Confident Mitt Romney on attack at Republican debate
A confident Mitt Romney criticized his Republican rivals and fended off attacks on immigration and healthcare on Tuesday at a debate that could help reinstall him as the party’s presidential front-runner.
Romney, the former Massachusetts governor, overshadowed businessman Herman Cain and Texas Governor Rick Perry, his two main challengers for the nomination to take on President Barack Obama in 2012.
Seeking to convince skeptical conservatives to get behind him, Romney fought off attacks from Perry, who brought up an old charge that he hired illegal immigrants to cut his lawn.
After a testy exchange, Romney hit back.
“Texas has had a 60 percent increase in illegal immigrants in Texas. If there’s someone who has a record as governor with regards to illegal immigration that doesn’t stand up to muster, it’s you, not me,” he said.
Polls show Romney has the best chance of any Republican of defeating Obama, whose approval ratings have dropped as he struggles to revive the economy and cut the unemployment rate from 9 percent.
But pizza magnate Cain has headed recent polls of Republicans, many of whom think Romney is not conservative enough to deserve the nomination.
Romney, a far more confident and polished debater than in his 2008 presidential run, put Perry on the defensive over an evangelical pastor with ties to the Texas governor who criticized Mormonism.
“The idea that we should choose people, based on their religion, for public office is what I find to be most troubling,” said Romney, a Mormon. Perry replied that he did not agree with what the preacher had said.
The two men pointed fingers and shouted over each other as Perry brought up a story from Romney’s 2008 campaign, that he had hired a contractor that employed illegal Latin American workers to work on Romney’s lawn. Romney fired the company when he found out about the undocumented workers.
“Mitt, you lose all of your standing, from my perspective, because you hired illegals in your home and you knew about it for a year,” said Perry.
Cain under attack
Cain was a central target at the lively CNN-sponsored debate where candidates criticized his 9-9-9 tax reform plan.
“Herman, I love you brother, but let me tell you something. You don’t need to have a big analysis to figure this out,” said Perry, who showed a more robust performance than in recent debates.
Cain, the former Godfather’s Pizza CEO who has shot to the top of Republican opinion polls in the last few weeks, found himself taken seriously by rivals who had previously believed he would simply fade as time wore on.
Cain insisted his plan to reduce personal income and corporate taxes to 9 percent and create a 9 percent national sales tax would not raise taxes on middle-income Americans despite expert analysis that it would.

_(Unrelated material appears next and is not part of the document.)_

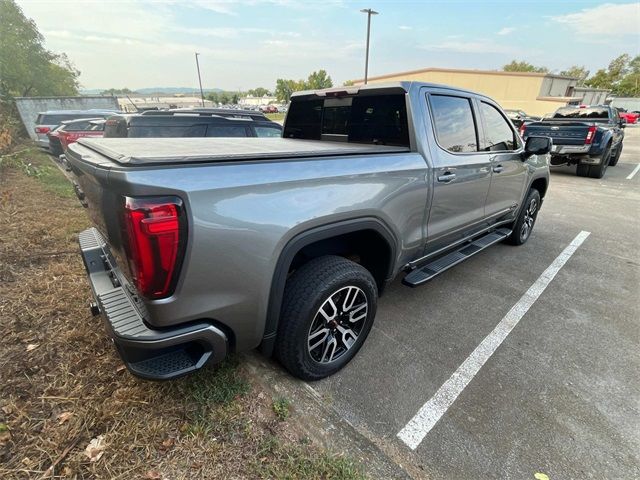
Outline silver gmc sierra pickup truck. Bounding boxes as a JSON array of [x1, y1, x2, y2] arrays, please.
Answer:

But instead of specifically explaining how his plan would bring in more revenue than the current tax system and why middle Americans would not pay higher taxes, he simply said his rivals were wrong and that they should read through his plan on his campaign website.

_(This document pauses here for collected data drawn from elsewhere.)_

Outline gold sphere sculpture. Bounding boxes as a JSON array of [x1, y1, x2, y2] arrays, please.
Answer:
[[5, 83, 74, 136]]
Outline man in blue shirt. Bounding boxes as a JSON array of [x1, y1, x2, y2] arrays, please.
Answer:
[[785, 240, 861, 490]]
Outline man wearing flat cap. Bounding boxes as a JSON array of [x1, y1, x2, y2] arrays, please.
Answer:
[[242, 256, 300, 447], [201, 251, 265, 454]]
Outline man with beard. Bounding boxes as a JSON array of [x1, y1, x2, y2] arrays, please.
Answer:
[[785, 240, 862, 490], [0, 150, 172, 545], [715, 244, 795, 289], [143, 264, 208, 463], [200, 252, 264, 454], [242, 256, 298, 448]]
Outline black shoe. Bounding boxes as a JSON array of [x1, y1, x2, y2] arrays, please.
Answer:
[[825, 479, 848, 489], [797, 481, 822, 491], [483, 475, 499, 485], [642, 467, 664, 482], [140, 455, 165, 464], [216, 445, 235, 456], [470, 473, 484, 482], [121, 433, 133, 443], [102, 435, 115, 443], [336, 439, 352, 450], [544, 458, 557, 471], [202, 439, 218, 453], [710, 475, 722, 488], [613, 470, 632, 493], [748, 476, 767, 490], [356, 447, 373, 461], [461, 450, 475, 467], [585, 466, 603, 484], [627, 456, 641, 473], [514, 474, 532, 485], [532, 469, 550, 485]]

“That simply is not true,” he said at one point. “I invite people to look at our analysis which we make available.”
The flaw cited by the candidates in Cain’s plan is the 9 percent national sales tax, which would hit all Americans who already pay state sales taxes. A U.S. national sales tax does not exist and Republicans are wary of any effort to craft a European-style value-added tax.
Romney’s rivals again brought up the healthcare plan Romney fathered as governor of Massachusetts that Democrat Obama has said was a model for the 2010 overhaul the White House engineered, which conservatives want to repeal.
The Massachusetts plan is perhaps Romney’s biggest Achilles heel in persuading conservatives he is one of them.
“You just don’t have credibility, Mitt, when it comes to repealing Obamacare,” said long-shot candidate Rick Santorum. “Your plan was the basis for Obamacare.”
When former House of Representatives Newt Gingrich chimed in on the point, Romney told him a main feature of the Massachusetts plan, an individual mandate, had actually been Gingrich’s idea.
“Actually, Newt, we got the idea of an individual mandate from you,” he said.
“Wait a second,” said Gingrich. “What you said is not true.”